1. Analysis of the therapeutic effect of catheterization cleaning
1.1 In clinical practice, the main causes of bladder emptying disorders are neurogenic bladder secondary to neurological disorders, bladder outlet obstruction, and various pelvic and urethral surgeries.
1.2 Temporary use of a urinary catheter through the urethra is often carried out during the acute stage of bladder dysfunction. However, prolonged use of a urinary catheter through the urethra can lead to serious complications such as severe lower urinary tract infections, urethral stricture, epididymitis, etc.
1.3 Intermittent catheterization is the "gold standard" for assisting bladder emptying. For incomplete bladder functional disorders, intermittent filling and emptying of the bladder helps restore bladder reflexes. Intermittent catheterization includes sterile intermittent catheterization and clean intermittent catheterization. Sterile intermittent catheterization is more conducive to reducing the occurrence of urinary tract infections and bacteriuria, but it is generally only used by professionals in hospitals, and patients or their family members usually do not have the relevant conditions for self-care or home care.
1.4 Studies have shown that clean intermittent catheterization is feasible and safe for patients with bladder emptying disorders, and it has the advantages of low environmental and equipment requirements and a short learning curve.
2. Precautions for cleaning catheterization
2.1 The primary purpose of intermittent catheterization is to protect the function of the upper urinary tract. Therefore, during each follow-up visit, blood creatinine levels must be rechecked to assess kidney function; ultrasound examination is used to determine if there is dilation, hydronephrosis, or worsening of hydronephrosis in the kidneys and ureters.

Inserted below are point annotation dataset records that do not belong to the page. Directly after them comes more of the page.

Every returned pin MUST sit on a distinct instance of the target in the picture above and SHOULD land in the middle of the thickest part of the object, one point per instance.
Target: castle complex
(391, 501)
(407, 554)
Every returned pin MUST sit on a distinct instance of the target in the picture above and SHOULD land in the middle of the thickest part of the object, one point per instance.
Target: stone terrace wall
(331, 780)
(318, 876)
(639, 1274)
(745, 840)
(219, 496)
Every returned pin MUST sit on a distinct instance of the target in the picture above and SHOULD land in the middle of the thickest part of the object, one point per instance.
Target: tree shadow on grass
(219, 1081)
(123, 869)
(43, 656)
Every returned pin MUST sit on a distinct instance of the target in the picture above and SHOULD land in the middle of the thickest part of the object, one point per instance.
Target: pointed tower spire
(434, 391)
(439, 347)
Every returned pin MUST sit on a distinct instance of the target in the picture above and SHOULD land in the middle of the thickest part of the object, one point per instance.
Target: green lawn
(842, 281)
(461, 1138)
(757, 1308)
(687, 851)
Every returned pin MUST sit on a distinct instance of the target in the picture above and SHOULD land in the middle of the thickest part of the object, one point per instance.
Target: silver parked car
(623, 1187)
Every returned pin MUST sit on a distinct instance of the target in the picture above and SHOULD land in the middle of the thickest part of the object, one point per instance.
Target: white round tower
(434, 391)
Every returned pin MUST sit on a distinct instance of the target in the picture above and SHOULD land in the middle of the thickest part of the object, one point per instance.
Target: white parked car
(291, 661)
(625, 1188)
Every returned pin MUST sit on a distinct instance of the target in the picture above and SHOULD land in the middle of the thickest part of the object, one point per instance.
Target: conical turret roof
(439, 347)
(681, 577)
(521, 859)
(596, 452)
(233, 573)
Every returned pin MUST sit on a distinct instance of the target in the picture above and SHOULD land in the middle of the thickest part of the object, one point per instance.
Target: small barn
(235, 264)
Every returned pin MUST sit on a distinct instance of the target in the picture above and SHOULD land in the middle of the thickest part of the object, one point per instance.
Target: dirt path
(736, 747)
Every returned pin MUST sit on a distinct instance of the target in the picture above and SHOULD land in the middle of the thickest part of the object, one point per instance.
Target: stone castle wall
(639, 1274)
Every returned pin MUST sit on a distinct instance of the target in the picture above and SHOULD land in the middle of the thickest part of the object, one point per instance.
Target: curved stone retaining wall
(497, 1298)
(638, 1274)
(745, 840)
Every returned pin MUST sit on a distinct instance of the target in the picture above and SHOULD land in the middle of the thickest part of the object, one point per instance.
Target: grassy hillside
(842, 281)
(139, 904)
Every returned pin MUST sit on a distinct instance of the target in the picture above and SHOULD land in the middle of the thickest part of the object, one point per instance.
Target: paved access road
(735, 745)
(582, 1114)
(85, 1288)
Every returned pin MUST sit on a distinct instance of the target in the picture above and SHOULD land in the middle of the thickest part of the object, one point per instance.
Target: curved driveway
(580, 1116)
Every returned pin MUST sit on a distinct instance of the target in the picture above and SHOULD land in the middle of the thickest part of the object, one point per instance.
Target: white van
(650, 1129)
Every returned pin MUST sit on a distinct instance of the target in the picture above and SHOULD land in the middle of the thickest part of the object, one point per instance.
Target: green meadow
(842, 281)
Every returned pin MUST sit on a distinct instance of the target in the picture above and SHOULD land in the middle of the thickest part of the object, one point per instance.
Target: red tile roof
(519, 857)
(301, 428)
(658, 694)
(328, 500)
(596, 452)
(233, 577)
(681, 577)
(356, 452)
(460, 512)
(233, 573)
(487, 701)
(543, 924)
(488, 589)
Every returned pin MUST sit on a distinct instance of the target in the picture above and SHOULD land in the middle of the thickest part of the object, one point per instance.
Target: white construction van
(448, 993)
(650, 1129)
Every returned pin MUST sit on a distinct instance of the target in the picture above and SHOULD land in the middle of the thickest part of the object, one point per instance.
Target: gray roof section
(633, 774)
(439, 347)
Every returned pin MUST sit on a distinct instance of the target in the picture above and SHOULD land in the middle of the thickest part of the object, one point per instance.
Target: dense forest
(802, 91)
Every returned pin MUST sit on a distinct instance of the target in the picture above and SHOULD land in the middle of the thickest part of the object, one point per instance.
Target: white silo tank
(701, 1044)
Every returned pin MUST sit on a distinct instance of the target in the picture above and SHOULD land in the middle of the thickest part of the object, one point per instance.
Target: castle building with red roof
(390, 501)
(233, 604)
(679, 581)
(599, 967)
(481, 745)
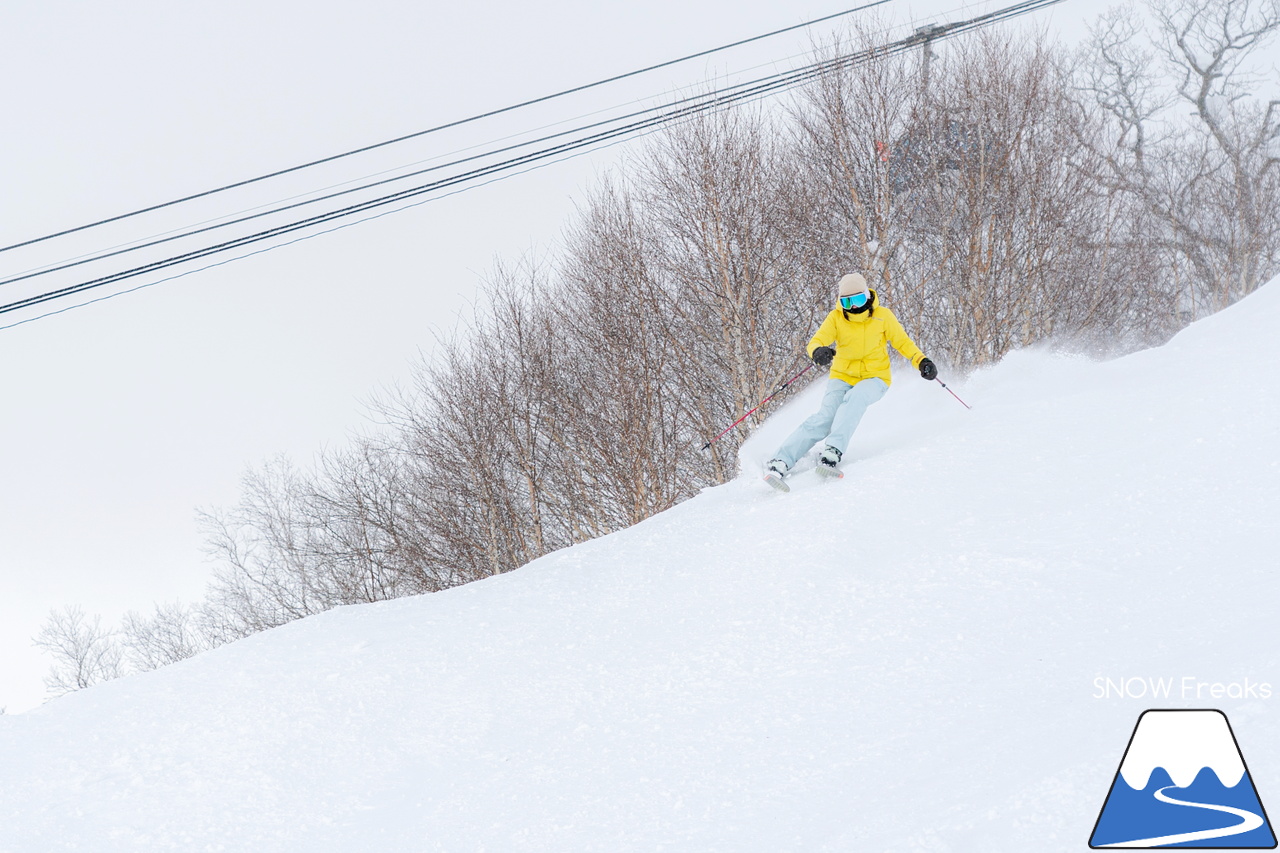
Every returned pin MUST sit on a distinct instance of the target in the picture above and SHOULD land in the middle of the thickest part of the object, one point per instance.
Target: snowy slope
(903, 660)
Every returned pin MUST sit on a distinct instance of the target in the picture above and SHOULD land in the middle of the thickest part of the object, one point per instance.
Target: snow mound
(903, 660)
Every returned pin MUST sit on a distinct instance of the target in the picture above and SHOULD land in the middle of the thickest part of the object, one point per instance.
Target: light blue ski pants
(842, 407)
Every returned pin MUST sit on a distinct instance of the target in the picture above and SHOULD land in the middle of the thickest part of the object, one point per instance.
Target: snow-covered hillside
(903, 660)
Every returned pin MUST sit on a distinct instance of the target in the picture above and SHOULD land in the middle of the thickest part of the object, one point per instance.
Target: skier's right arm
(823, 337)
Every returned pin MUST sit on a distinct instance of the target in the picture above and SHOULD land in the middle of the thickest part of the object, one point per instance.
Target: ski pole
(952, 393)
(758, 405)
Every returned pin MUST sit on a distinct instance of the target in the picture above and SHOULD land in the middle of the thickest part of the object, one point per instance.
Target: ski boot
(828, 461)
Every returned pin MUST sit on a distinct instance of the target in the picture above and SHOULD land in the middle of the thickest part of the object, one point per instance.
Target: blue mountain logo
(1183, 783)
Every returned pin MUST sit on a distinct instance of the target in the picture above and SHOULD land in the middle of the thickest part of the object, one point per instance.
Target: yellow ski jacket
(862, 343)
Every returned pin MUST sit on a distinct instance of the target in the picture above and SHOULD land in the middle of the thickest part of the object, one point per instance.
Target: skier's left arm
(897, 337)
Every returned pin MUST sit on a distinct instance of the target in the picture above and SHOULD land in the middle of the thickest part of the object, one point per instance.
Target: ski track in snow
(901, 660)
(1248, 821)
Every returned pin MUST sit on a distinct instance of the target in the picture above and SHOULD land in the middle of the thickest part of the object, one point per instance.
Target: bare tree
(172, 633)
(85, 653)
(1203, 155)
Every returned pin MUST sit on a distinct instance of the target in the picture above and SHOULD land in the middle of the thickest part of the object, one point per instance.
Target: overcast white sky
(122, 418)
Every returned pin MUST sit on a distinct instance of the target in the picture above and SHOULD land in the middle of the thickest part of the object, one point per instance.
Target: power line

2.2 Since patients or their family members are not professionals, it is not easy to fully and accurately implement intermittent catheterization. Therefore, in addition to providing education on intermittent catheterization, regular follow-up visits are very important. They can promptly correct the errors in the operation and are crucial for monitoring the patient's condition dynamically. For example, urinary tract infection is a common complication of clean intermittent catheterization. Teaching patients to observe the symptoms of infection, such as cloudy urine, sediment, hematuria, or fever, and promptly returning to the hospital for treatment to avoid further deterioration of the condition.
2.3 The prognosis of neurogenic bladder is highly dependent on the primary disease. For example, patients with diabetic neurogenic bladder and those with cerebral infarction neurogenic bladder can recover their ability to urinate spontaneously more quickly as the primary disease improves. However, patients with spinal cord injury-induced neurogenic bladder recover their ability to urinate more slowly. Patients with complete spinal cord injury cannot recover and require long-term catheterization and lifelong follow-up.
2.4 Intermittent catheterization should be carried out under the guidance of a specialized nurse for intermittent catheterization, and careful follow-up is necessary to ensure that the procedure is safe and effective, thereby truly benefiting the patients.
In conclusion, intermittent catheterization is a feasible and safe procedure for patients with bladder emptying disorders such as those caused by nerve damage. The short-term efficacy is also definite. However, more practical cases are needed to further analyze the situation.